After college, Heckman went on to study economics at the University of Chicago but transferred to Princeton where he became interested in labour economics and econometrics. “The econometrics group was young and interactive,” he recalls. “There was ferment in the air as many new sources of microdata became available to study the labour market. There was great intellectual challenge in devising methods to use these data creatively, and provided the opportunity for me to unite theory with evidence.” After gaining his PhD in 1971, Heckman took a position at Columbia University, and was invited to join the National Bureau of Economic Research in New York. In 1973 he joined the University of Chicago, where Milton Friedman was based, and has been there ever since except for a two year appointment at Yale from 1988-90. His recent research deals with such issues as evaluation of social programs, health and healthy behaviour, econometric models of discrete choice and longitudinal data, the economics of the labour market, and alternative models of the distribution of income. In 2016 he was awarded the Dan David Prize for Combating Poverty by the Tel Aviv University, Israel, for outstanding research findings which influence the discussion of global poverty worldwide.

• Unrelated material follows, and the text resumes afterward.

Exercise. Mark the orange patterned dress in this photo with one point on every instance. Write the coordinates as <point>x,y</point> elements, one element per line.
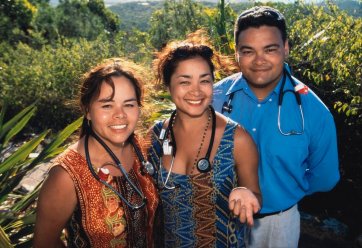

In June 2006 he was awarded the Ulysses Medal from University College Dublin where he served as the Professor of Science and Society from 2005-2014. Among many other accolades, in 2000, Heckman received one of the economics prizes (the other one was given to Daniel McFadden of California). The citation referred to “his development of theory and methods for analysing selective samples”, proving the value of Oppenheimer’s initial lessons. He is keen to acknowledge the influence of others, including tutors, colleagues, contemporaries and students, have had on him, as well as such supportive institutions as the American Bar Foundation, the National Science Foundation and the National Institutes of Health. He married sociologist Lynne Pettler in 1979. The couple has two children: Jonathan and Alma.